The Bombay ‘Swadeshi’ Store at Fort in Mumbai may have patriotic leanings (it was started in 1906 by Indian patriot Bal Gangadhar Tilak and businessman Munmohandas Ramji) but today the home décor and gift retailer does not want to be perceived as an old-fashioned store brand catering primarily to NRIs.

It is hoping to attract youth with its new brand, The Elephant Company, a young, quirky brand with products ranging from magnets and key chains to more expensive offerings such as wall clocks, at prices between Rs 200 and Rs 4,000.

Bombay Swadeshi Store, the parent company, has already spun off its Bombay Store brand as an independent subsidiary under the Bombay Store Retail Company.

It is now planning to add two new subsidiaries for its new brand of The Elephant Company and the e-commerce business, which are expected to serve as growth engines.

Speaking to Business Line, Mr Asim Dalal, Managing Director, The Bombay Store, said, “While Bombay Store is a serious brand, The Elephant Company is a colourful brand with youthful flavour. We are looking at more aggressive growth for this brand vis-a-vis the Bombay Store brand. We expect to take this brand to tier 2 & 3 cities and also intend selling it at other retail stores.”

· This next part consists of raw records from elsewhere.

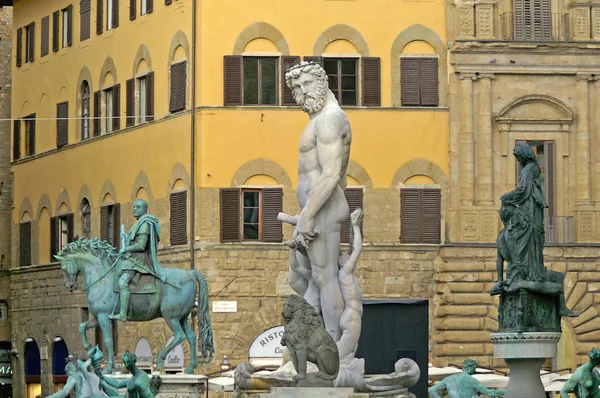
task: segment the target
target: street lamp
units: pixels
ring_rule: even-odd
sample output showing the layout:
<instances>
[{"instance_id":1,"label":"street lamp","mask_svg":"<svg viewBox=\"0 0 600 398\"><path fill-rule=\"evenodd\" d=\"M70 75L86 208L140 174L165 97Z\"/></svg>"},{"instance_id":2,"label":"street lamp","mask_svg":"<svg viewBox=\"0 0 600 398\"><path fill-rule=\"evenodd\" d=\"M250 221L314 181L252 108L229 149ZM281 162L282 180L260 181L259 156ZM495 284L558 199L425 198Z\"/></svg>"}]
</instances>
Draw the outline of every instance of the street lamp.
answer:
<instances>
[{"instance_id":1,"label":"street lamp","mask_svg":"<svg viewBox=\"0 0 600 398\"><path fill-rule=\"evenodd\" d=\"M231 362L227 360L227 355L223 355L223 360L221 361L221 372L227 372L231 369Z\"/></svg>"}]
</instances>

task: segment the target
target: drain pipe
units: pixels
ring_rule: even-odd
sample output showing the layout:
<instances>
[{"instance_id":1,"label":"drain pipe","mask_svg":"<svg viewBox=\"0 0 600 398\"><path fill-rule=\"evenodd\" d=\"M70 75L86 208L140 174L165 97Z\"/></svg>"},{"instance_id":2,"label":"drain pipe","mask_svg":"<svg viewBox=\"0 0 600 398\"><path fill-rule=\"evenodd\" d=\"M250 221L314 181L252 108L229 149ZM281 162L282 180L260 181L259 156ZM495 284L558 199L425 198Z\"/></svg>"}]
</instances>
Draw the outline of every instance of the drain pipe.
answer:
<instances>
[{"instance_id":1,"label":"drain pipe","mask_svg":"<svg viewBox=\"0 0 600 398\"><path fill-rule=\"evenodd\" d=\"M191 65L191 107L190 123L190 269L194 269L196 242L196 0L192 0L192 65Z\"/></svg>"}]
</instances>

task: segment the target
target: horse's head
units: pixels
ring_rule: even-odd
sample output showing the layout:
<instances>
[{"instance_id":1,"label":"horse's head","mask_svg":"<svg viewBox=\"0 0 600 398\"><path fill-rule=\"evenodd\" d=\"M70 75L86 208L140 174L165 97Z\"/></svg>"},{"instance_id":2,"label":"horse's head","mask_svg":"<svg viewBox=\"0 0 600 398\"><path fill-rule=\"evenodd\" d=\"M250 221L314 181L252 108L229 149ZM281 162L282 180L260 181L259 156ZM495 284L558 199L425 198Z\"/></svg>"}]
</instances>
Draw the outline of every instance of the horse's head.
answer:
<instances>
[{"instance_id":1,"label":"horse's head","mask_svg":"<svg viewBox=\"0 0 600 398\"><path fill-rule=\"evenodd\" d=\"M73 259L70 255L66 256L54 256L58 261L60 261L60 268L63 272L63 277L65 278L65 282L67 287L73 291L79 289L79 284L77 283L77 275L79 275L79 268L77 268L73 264Z\"/></svg>"}]
</instances>

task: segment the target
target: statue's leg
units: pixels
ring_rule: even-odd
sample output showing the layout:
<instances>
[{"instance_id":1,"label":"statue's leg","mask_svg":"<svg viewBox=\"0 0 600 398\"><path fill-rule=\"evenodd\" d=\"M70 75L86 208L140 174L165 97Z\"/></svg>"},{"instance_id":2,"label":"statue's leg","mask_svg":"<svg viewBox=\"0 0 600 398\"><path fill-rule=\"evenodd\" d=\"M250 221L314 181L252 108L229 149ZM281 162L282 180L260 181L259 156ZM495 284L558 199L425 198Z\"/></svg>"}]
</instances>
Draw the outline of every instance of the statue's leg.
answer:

The Elephant Company has a host of colourful products with graphics from India. “It’s all about the unique things in India which are put on plain vanilla products such as T-shirts and mugs to bags, cushion covers and clocks. The brand is not premium and we also intend selling it through the e-commerce route,” explains Mr Dalal.

There are already counters of The Elephant Company within the premises of retailers such as Crosswords and WH Smith and there are plans to launch stand-alone stores in the future. “We would be setting up smaller stores ranging between 170 sq. ft. and 250 sq. ft. in malls for The Elephant Company. Consumer insight tells us that people are not looking to buy the same old things which Bombay Store is already selling at its 17 outlets,” added Mr Anaggh Desai, CEO, The Bombay Store.

According to Mr Devangshu Dutta, of Third Eyesight, a retail consultancy, “Bombay Store had more generic products which could be replicated. But now with The Elephant Company, the store has products marked with its own brand where it can also command healthier margins.” Besides, the store has also created private labels such as Ishstyle (for fashion) and Chai Patti (for tea), which could lead to better margins.

The Bombay Store is also tapping into the overseas markets and has identified places such as Singapore, Dubai, London and Sri Lanka, which have considerable tourist attraction. It has already tied up with franchising solutions company Francorp International to make a foray into these new markets. “While franchising is an option, we may also form joint ventures in the markets which allow FDI,” added Mr Dalal.

The Rs 33-crore Bombay Swadeshi Store has already sold 14.9 per cent of its equity to investment company Fidelity Investrade to raise money for expansions in the past. “We need about Rs 30-odd-crore for funding the operations of the new subsidiaries like The Elephant Company and the e-commerce operations and may approach our existing investors for it,” said Mr. Dalal.